Attendees:

WP1: Fab
WP2: Leanne
WP3: Antony 
WP4: Piotr
WP5: Jens
WP6: Cal
WP7: Gareth
WP8: Jeff
WP9: Annalisa, Julian
WP10: Johan
WP12: Erwin
SCG: -
External: Lee, Sergio


- Discussion of EGEE
  Erwin reported on the latest developments in EGEE. 
  The EGEE exec committee has asked the ATF to provide input for
  question 2 of the reviewers:
  - slides produced and sent to Bob for EGEE exec committee

- open bugs and issues
  - jeff explained the file access issue 
    jeff will send a script; julian will send his conversation with
    Peter 

    => action on Fab, Jens, and Leanne to look into it.

  - long running job usecase - akos sent a new diagram - Fab will check it. 

  - Leanne still to read D9.3

  - long running job (Fab): after 5-7 minutes network interruption job
  is considered to have failed and will be re-submitted.

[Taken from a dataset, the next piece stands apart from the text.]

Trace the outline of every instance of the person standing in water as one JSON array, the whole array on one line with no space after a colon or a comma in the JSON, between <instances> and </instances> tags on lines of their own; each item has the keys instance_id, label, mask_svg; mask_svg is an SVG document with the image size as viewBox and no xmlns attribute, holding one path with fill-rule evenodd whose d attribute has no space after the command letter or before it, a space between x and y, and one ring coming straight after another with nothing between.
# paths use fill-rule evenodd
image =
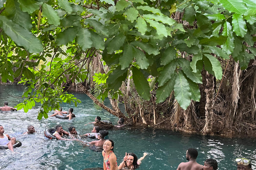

At this point
  the old job is killed by condorG - so it will be killed once the
  network comes up again. If the job does something during the network
  outage that cannot be prevented.

  => action on Fab: discuss with Condor/globus people if better error
  messages could be obtained from them

  => action on Fab: add a paragraph to the user guide mentioning the
  problem in the section discussing the re-submission.


Architecture review of components to be added to 2.0:
-----------------------------------------------------
- WP1: (slides on agenda page)
  add DagMan and Job partitioner
  DagMan can only deal with temporal dependencies (job start/end), no
  data dependencies or general events. 
  
  the jdl is nested; each single job is separately specified inside
  the overall jdl - currently the single jobs have to be explicitly
  there, not just another jdl - that would be useful.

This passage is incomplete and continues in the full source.